A while back a friend asked me what the relationship was between atheism and privilege, and I had to think about it for a while. The capacity to form independent opinions on metaphysical issues at odds with your instilled cultural values seems to me to be largely contingent on education and socio-economic privilege. So it could be said that Atheism in the modern western sense, particularly the odious brand of it dubbed 'New Atheism' is a first world phenomenon. Most people struggling to get by in third-world countries don't have the luxury to set time aside to study philosophy and contemplate the existence or non-existence of gods and their place in the universe. So while I don't think there is any 'privilege' associated with atheism itself, there does seem to be a correlation between socio-economic privilege and 'New Atheism' at the very least.

Following from this, self-determination in your direction in life is also contingent on privilege. People in poverty typically have greatly diminished options in life, often being forced out of economic desperation to go straight into work if they can find it straight after high school or even drop out early to support their family. This happens in so-called first-world countries. So it follows from this that the distribution of privilege in the capacity that it allows an individual to meaningfully determine their own course in life is not equal. In a capitalist system, those with more wealth are accorded more freedom to do whatever they want in life, to the point where in some capitalist societies *cough* America *cough* they apparently have the freedom to buy politicians, and rig the political system in their favour.
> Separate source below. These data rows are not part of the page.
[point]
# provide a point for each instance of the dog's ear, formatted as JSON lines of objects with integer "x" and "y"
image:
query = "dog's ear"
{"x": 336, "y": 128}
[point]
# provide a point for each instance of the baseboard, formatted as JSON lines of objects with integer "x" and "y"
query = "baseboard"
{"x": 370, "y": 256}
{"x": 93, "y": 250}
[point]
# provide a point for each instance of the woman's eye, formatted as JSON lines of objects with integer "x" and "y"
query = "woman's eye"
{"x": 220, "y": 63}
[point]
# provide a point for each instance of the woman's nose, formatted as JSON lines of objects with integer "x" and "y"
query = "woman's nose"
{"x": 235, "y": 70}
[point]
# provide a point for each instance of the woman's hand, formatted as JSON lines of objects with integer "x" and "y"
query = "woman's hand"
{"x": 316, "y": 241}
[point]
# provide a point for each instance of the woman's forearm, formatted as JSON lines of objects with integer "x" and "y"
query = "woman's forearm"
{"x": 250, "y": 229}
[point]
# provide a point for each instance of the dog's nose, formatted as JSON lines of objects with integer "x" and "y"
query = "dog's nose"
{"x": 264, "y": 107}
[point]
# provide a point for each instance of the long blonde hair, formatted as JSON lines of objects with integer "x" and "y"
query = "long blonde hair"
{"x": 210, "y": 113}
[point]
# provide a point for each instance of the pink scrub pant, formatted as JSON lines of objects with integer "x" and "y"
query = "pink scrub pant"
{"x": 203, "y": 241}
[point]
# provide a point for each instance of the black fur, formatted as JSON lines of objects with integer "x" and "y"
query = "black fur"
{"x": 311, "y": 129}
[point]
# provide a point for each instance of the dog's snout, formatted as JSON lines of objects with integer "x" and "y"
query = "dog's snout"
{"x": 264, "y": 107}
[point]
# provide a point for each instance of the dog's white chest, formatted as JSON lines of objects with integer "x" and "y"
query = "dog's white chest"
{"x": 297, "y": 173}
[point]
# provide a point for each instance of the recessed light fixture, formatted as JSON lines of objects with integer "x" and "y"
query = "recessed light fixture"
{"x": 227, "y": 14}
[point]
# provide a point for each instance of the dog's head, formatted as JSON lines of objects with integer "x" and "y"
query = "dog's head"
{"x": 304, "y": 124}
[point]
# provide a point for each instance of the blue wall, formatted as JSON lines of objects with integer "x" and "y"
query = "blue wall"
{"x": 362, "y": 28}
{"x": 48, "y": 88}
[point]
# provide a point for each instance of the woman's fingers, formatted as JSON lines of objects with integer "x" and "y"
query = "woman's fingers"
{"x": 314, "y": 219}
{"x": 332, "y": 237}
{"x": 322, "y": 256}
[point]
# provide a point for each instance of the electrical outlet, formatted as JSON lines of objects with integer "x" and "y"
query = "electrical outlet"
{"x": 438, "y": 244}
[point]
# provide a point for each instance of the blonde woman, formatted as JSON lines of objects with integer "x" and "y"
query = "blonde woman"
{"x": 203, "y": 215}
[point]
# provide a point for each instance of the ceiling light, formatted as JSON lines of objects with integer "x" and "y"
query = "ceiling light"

To be continued soon, hopefully.

Monday, September 23, 2013

Pessimism and Nihilism

It has been said by many a great thinker that pessimism leads to nihilism. In fact Nietzsche even said this, and he saw nihilism as something of a disease. Though it may be true that pessimism can lead to nihilism, I would suggest that it need not be the case. Personally, although I express a level of pessimism towards humanity in general that is probably well above average, my pessimism within the scope of my own life is low. Perhaps this is internally inconsistent, or perhaps it means subconsciously I am setting myself apart from the rest of humanity.

I hope that it is neither of those things, but regardless, my path to nihilism was not an emotional one at all. It did not arise out of a sense of despair at a lack of meaning, as I had already rejected inherent meaning in life or the universe many years prior to realising that this was, in fact nihilism. Even then, when I first came to the conclusion that a lack of meaning logically followed from a non-teleological view of the world I experienced no existential crisis. Self-created meaning just flowed naturally and intuitively to me.

Saturday, September 21, 2013

Reclaiming Nihilism

It's a bit of a facetious title, but as I wrote on my other blog recently (which I don't post on very much anymore) I only recently came to grips with the fact that I am indeed a nihilist. Although I had really been a nihilist for years, I had fallen prey to the pop-culture caricature of nihilism. For some bizarre reason I thought that the image of the "we believe in nothing!" nihilists in The Big Lebowski somehow reflected reality. The purpose behind starting a new blog is to explore the ideas of nihilism and related philosophical positions unattached to any other terms with their own baggage. This is why I am choosing not to continue posting on the topic of nihilism on Undeniably Atheist, my old blog. Nihilism must be examined in its own light.